Sin una prueba independiente de los daños, la evaluación del impacto real del ataque de Estados Unidos sigue teniendo cuestiones abiertas. Por ejemplo, la casi certeza, confirmada incluso de forma implícita por el propio vicepresidente J. D. Vance, de que –en preparación de un ataque con el que Trump llevaba días amenazando–, Irán se llevó antes de sus instalaciones nucleares los casi 500 kilogramos de uranio altamente enriquecido –al 60%, poco menos del 90% que se precisa para fabricar armas nucleares– que el OIEA calculó en mayo que tenía en su poder, en un informe que Israel utilizó para justificar el ataque contra Irán que comenzó el 13 de junio.

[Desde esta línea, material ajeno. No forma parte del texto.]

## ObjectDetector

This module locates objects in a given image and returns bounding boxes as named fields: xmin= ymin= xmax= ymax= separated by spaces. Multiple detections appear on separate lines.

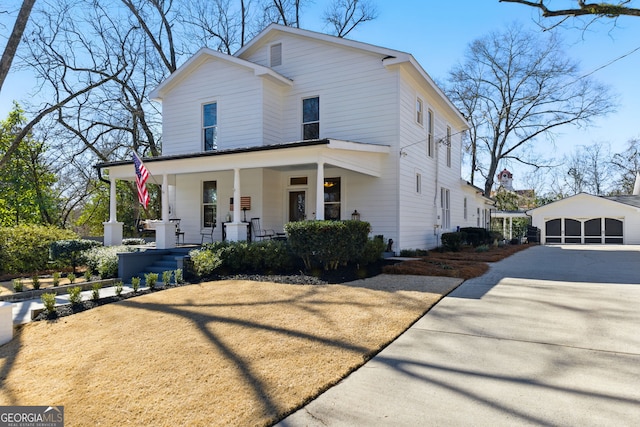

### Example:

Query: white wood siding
xmin=162 ymin=60 xmax=263 ymax=155
xmin=244 ymin=35 xmax=396 ymax=144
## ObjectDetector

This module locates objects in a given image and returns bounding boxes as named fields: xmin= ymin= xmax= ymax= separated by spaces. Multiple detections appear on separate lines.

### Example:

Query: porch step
xmin=132 ymin=250 xmax=188 ymax=285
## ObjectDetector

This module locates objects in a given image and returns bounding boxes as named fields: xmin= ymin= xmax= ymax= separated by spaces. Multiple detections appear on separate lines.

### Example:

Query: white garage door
xmin=545 ymin=218 xmax=624 ymax=244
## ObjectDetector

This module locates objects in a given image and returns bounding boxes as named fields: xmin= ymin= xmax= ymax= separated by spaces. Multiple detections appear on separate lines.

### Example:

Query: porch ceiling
xmin=95 ymin=139 xmax=390 ymax=180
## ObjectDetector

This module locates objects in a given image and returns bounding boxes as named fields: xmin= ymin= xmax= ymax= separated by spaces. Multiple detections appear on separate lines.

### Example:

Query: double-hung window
xmin=302 ymin=96 xmax=320 ymax=140
xmin=427 ymin=110 xmax=434 ymax=157
xmin=447 ymin=126 xmax=451 ymax=167
xmin=202 ymin=181 xmax=218 ymax=228
xmin=202 ymin=102 xmax=218 ymax=151
xmin=440 ymin=187 xmax=451 ymax=230
xmin=324 ymin=177 xmax=340 ymax=221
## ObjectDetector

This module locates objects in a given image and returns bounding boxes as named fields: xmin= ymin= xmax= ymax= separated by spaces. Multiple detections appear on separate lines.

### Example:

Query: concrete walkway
xmin=279 ymin=245 xmax=640 ymax=426
xmin=11 ymin=285 xmax=138 ymax=325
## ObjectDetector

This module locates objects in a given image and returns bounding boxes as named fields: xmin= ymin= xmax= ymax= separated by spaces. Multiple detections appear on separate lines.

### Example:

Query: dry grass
xmin=383 ymin=245 xmax=529 ymax=280
xmin=0 ymin=275 xmax=459 ymax=426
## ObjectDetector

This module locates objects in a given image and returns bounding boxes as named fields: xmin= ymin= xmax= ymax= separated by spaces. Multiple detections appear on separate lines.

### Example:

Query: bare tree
xmin=611 ymin=138 xmax=640 ymax=194
xmin=0 ymin=0 xmax=36 ymax=90
xmin=499 ymin=0 xmax=640 ymax=18
xmin=323 ymin=0 xmax=378 ymax=37
xmin=447 ymin=24 xmax=613 ymax=194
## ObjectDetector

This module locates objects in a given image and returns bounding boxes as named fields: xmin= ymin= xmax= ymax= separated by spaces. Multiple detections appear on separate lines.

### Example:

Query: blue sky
xmin=0 ymin=0 xmax=640 ymax=184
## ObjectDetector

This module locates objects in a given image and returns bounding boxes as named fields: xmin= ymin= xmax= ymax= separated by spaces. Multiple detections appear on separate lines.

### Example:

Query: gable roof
xmin=526 ymin=193 xmax=640 ymax=213
xmin=149 ymin=47 xmax=293 ymax=101
xmin=234 ymin=24 xmax=469 ymax=129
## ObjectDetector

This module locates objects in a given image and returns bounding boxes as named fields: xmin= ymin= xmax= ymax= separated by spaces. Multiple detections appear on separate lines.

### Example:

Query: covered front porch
xmin=96 ymin=139 xmax=390 ymax=249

Esos camiones que desfilaron ante la entrada de la fortificada planta de Fordo no solo pudieron llevarse ese uranio. También equipamiento como las centrifugadoras que sirven para enriquecerlo y que son otro de los objetivos declarados de los ataques israelíes y estadounidenses. En su camino de ida, algunos de esos vehículos, según han dicho autoridades iraníes, transportaron tierra y otros materiales destinados a sellar las entradas y salidas de los túneles subterráneos de la planta y así contener una posible explosión.

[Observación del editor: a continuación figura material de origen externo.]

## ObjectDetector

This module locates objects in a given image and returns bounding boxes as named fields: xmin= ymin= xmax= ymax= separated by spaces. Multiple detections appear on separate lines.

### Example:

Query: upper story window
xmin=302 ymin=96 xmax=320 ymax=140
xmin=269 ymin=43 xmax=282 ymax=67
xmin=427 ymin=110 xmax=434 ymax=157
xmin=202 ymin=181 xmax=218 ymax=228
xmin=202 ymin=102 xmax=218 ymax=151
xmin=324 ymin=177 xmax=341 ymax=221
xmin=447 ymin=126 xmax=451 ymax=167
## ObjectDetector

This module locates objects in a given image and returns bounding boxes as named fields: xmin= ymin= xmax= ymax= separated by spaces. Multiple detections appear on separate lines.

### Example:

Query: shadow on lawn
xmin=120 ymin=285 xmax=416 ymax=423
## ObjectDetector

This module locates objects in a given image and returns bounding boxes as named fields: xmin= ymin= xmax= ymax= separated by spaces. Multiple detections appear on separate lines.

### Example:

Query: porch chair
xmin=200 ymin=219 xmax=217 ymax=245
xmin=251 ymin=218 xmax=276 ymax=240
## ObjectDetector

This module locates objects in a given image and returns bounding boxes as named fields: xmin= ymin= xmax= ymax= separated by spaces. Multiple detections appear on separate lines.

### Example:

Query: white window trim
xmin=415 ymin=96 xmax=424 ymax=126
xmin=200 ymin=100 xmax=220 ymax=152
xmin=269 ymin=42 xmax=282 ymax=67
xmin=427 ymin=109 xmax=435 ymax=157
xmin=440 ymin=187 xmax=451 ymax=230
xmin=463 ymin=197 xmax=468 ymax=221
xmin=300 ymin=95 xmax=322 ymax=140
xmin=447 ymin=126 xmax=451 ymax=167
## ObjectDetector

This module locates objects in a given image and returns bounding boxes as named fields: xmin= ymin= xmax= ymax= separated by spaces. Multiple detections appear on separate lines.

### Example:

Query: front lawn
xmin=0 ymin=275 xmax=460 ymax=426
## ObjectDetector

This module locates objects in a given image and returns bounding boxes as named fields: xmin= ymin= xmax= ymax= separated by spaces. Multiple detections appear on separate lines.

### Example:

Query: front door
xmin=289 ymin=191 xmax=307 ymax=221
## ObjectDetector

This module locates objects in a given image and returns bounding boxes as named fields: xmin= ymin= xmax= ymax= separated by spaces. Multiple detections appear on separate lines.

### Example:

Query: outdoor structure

Seis cráteres en la montaña de Fordo
Sacaran o no las centrifugadoras de Fordo, Irán sigue teniendo el conocimiento necesario para fabricarlas, destaca en un análisis Daria Dolzikova, investigadora principal del programa de Política Nuclear y Proliferación del centro de estudios británico RUSI. El programa nuclear de ese país “tiene décadas de antigüedad y se basa en una amplia experiencia autóctona”, por ello, destaca esta experta, “la eliminación física de la infraestructura del programa, e incluso el asesinato de científicos iraníes, no será suficiente para destruir el conocimiento latente que existe en el país”.
“Irán cuenta con una amplia experiencia que le permitirá en algún momento reconstruir los aspectos del programa que hayan sido dañados o destruidos”, concluye Dolzikova.

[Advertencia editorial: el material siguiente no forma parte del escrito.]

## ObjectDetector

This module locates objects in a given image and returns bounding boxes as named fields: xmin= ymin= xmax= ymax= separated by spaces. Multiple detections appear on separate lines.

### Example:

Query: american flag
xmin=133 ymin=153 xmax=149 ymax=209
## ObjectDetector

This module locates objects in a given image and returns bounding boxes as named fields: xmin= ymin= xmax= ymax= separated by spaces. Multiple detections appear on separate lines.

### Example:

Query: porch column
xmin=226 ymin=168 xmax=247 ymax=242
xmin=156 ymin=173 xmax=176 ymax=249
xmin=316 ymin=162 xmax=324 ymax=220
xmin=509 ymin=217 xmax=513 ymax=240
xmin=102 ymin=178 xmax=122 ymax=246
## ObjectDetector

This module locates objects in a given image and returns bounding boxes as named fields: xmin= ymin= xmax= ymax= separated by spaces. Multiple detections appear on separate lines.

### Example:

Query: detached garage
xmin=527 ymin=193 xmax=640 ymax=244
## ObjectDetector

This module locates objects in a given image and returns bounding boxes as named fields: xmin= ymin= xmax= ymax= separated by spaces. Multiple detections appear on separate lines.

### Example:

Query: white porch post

El experto en Estudios Estratégicos de Disuasión Nuclear Guillermo Pulido considera, por su parte, que este ataque probablemente no ha sido “decisivo”. Y cita el caso de Fordo, unas instalaciones para las que “la única opción de destrucción completa sería mediante una bomba atómica antibúnker”, asegura este investigador.
La analista del centro RUSI alude en su documento a otra de esas cuestiones pendientes que el ataque de Washington ha dejado en el aire: las instalaciones nucleares secretas y no tan secretas de las que sigue disponiendo Irán y que aún no han sido bombardeadas. Una es la de Kolang Gaz La, que se encuentra muy cerca de la planta de enriquecimiento de Natanz, al sudeste de la capital, que quedó muy dañada en los ataques israelíes de la semana pasada.
De Kolang Gaz La se sabe poco. Solo que es enorme, hasta 10.000 metros cuadrados, y que sus salas están sepultadas a entre 80 y 100 metros de profundidad, aún más que Fordo, de acuerdo con un análisis de abril del Instituto de Estudios Internacionales de Seguridad (ISIS, por sus siglas en inglés).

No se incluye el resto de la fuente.